Why aren't bitfields allowed with normal variables?

Question

I wonder why bitfields work with unions/structs but not with a normal variable like int or short.
This works:

struct foo {
    int bar : 10;
};

But this fails:

int bar : 10; // "Expected ';' at end of declaration"

Why is this feature only available in unions/structs and not with variables? Isn't it technical the same?

---

Edit:

If it would be allowed you could make a variable with 3 bytes for instance without using the struct/union member each time. This is how I would to it with a struct:

struct int24_t {
    int x : 24 __attribute__((packed));
};

struct int24_t var; // sizeof(var) is now 3
// access the value would be easier:
var.x = 123;

Answer 1

This is a subjective question, "Why does the spec say this?" But I'll give it my shot.

Variables in a function normally have "automatic" storage, as opposed to one of the other durations (static duration, thread duration, and allocated duration).

In a struct, you are explicitly defining the memory layout of some object. But in a function, the compiler automatically allocates storage in some unspecified manner to your variables. Here's a question: how many bytes does x take up on the stack?

// sizeof(unsigned) == 4
unsigned x;

It could take up 4 bytes, or it could take up 8, or 12, or 0, or it could get placed in three different registers at the same time, or the stack and a register, or it could get four places on the stack.

The point is that the compiler is doing the allocation for you. Since you are not doing the layout of the stack, you should not specify the bit widths.

Extended discussion: Bitfields are actually a bit special. The spec states that adjacent bitfields get packed into the same storage unit. Bitfields are not actually objects.

1. You cannot sizeof() a bit field.

2. You cannot malloc() a bit field.

3. You cannot &addressof a bit field.

All of these things you can do with objects in C, but not with bitfields. Bitfields are a special thing made just for structures and nowhere else.

About int24_t (updated): It works on some architectures, but not others. It is not even slightly portable.

typedef struct {
    int x : 24 __attribute__((packed));
} int24_t;

On Linux ELF/x64, OS X/x86, OS X/x64, sizeof(int24_t) == 3. But on OS X/PowerPC, sizeof(int24_t) == 4.

Note the code GCC generates for loading int24_t is basically equivalent to this:

int result = (((char *) ptr)[0] << 16) |
             (((unsigned char *) ptr)[1] << 8) |
             ((unsigned char *)ptr)[2];

It's 9 instructions on x64, just to load a single value.

Answer 2

Members of a structure or union have relationships between their storage location. A compiler cannot reorder or pack them in clever ways to save space due to strict constraints on the layout; basically the only freedom a compiler has in laying out structures is the freedom to add extra padding beyond the amount that's needed for alignment. Bitfields allow you to manually give the compiler more freedom to pack information tightly by promising that (1) you don't need the address of these members, and (2) you don't need to store values outside a certain limited range.

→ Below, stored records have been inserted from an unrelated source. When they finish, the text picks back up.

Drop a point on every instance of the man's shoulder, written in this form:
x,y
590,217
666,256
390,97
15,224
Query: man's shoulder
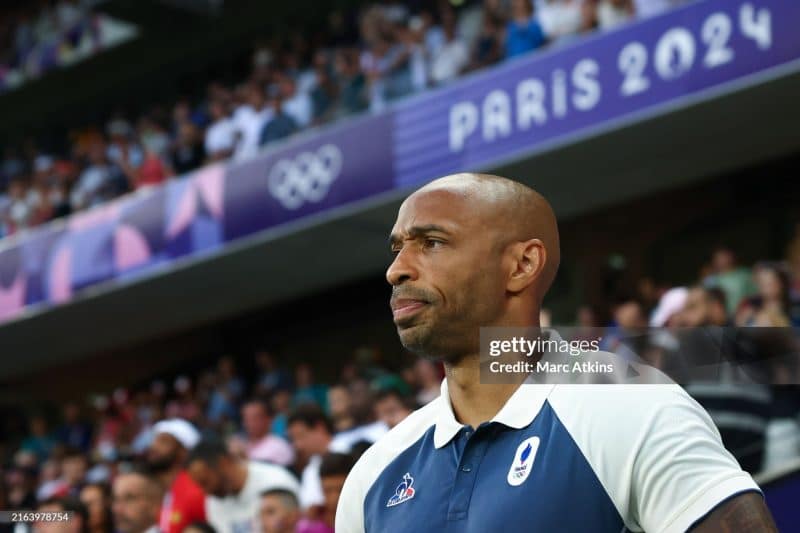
x,y
398,439
636,402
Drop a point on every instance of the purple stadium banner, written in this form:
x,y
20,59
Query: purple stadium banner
x,y
529,103
511,110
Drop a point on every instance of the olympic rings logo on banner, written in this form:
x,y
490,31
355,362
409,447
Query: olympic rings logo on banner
x,y
306,178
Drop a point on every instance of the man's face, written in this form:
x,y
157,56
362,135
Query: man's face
x,y
210,478
255,420
446,274
164,452
134,505
275,517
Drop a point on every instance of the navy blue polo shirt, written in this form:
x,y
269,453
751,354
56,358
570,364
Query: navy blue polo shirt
x,y
584,458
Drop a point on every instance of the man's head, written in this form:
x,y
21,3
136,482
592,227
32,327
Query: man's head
x,y
136,500
77,523
332,472
74,466
171,444
309,430
213,468
704,307
256,418
471,250
97,499
391,407
279,512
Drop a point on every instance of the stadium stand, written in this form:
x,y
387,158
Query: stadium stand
x,y
246,397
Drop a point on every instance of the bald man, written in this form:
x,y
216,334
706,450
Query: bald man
x,y
473,251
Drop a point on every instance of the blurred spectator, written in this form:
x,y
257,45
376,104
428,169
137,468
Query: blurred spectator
x,y
78,522
184,501
227,392
73,431
452,57
234,487
279,512
296,104
488,48
649,8
704,307
260,444
333,471
122,150
100,181
339,402
188,152
307,391
281,403
772,304
311,433
39,441
249,119
613,13
666,314
280,125
136,499
97,499
428,380
184,404
220,137
523,32
391,407
270,376
735,281
199,527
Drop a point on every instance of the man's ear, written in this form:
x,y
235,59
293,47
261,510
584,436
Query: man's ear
x,y
529,258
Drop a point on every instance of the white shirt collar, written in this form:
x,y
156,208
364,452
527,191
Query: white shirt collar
x,y
518,412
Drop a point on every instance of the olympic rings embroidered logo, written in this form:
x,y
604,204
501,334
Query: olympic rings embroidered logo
x,y
306,178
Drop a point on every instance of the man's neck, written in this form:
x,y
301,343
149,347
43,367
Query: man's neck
x,y
475,402
240,477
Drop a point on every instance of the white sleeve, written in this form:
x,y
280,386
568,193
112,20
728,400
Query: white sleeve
x,y
682,471
350,510
654,449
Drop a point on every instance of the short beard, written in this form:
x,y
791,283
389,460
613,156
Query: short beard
x,y
422,344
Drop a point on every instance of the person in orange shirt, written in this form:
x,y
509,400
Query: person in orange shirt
x,y
184,500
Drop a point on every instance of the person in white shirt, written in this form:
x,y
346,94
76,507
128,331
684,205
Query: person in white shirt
x,y
234,487
221,134
296,104
249,120
451,57
259,444
136,501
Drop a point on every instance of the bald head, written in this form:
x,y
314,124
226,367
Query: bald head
x,y
510,211
472,250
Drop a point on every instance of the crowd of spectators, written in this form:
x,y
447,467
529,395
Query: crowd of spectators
x,y
384,52
232,451
40,35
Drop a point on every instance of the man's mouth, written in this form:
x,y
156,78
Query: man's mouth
x,y
403,308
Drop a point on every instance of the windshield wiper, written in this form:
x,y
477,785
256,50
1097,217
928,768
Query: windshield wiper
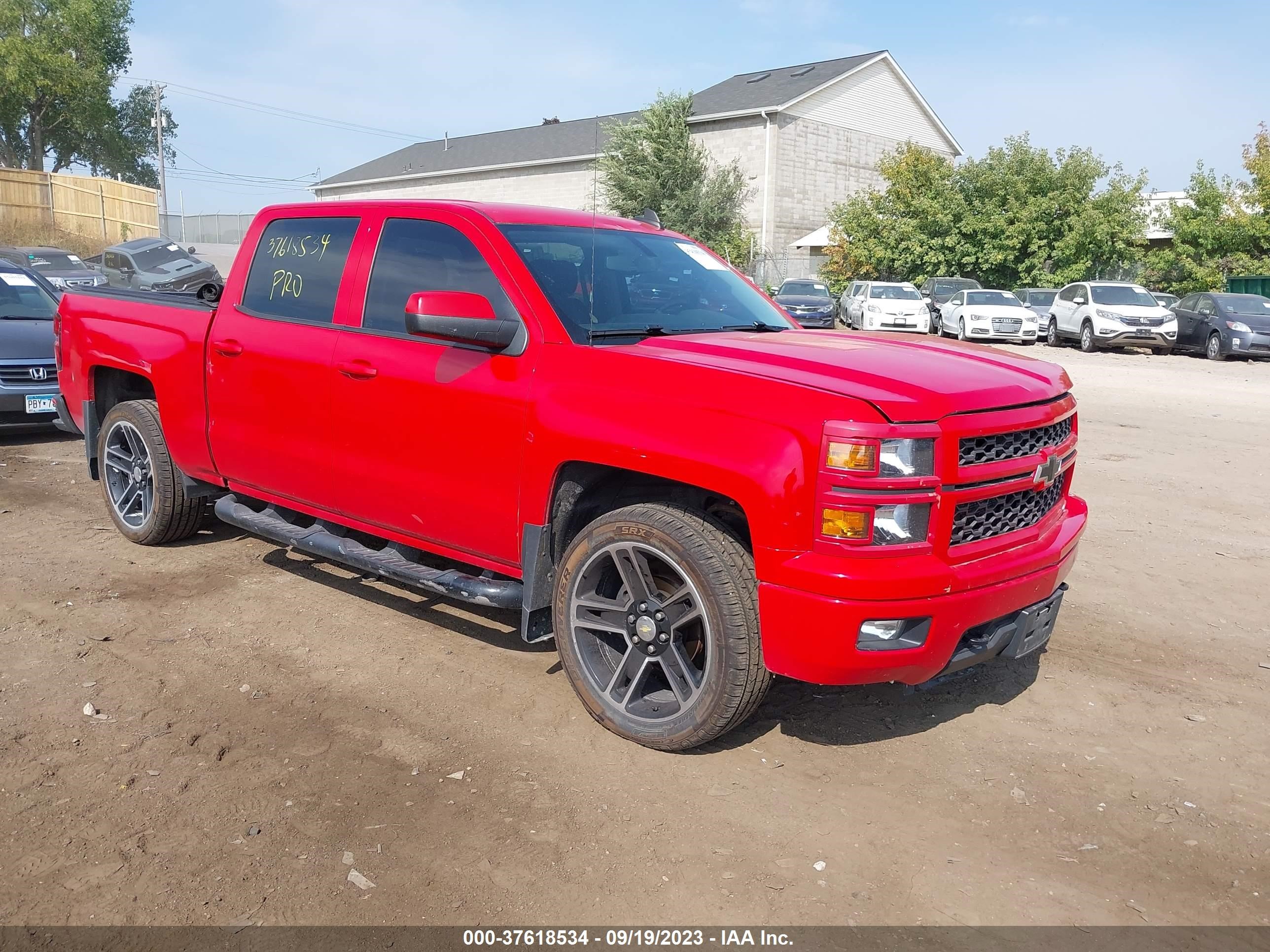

If you're talking about individual variables rather than structure members, in the abstract machine they have no relationship between their storage locations. If they're local automatic variables in a function and their addresses are never taken, the compiler is free to keep them in registers or pack them in memory however it likes. There would be little or no benefit to providing such hints to the compiler manually.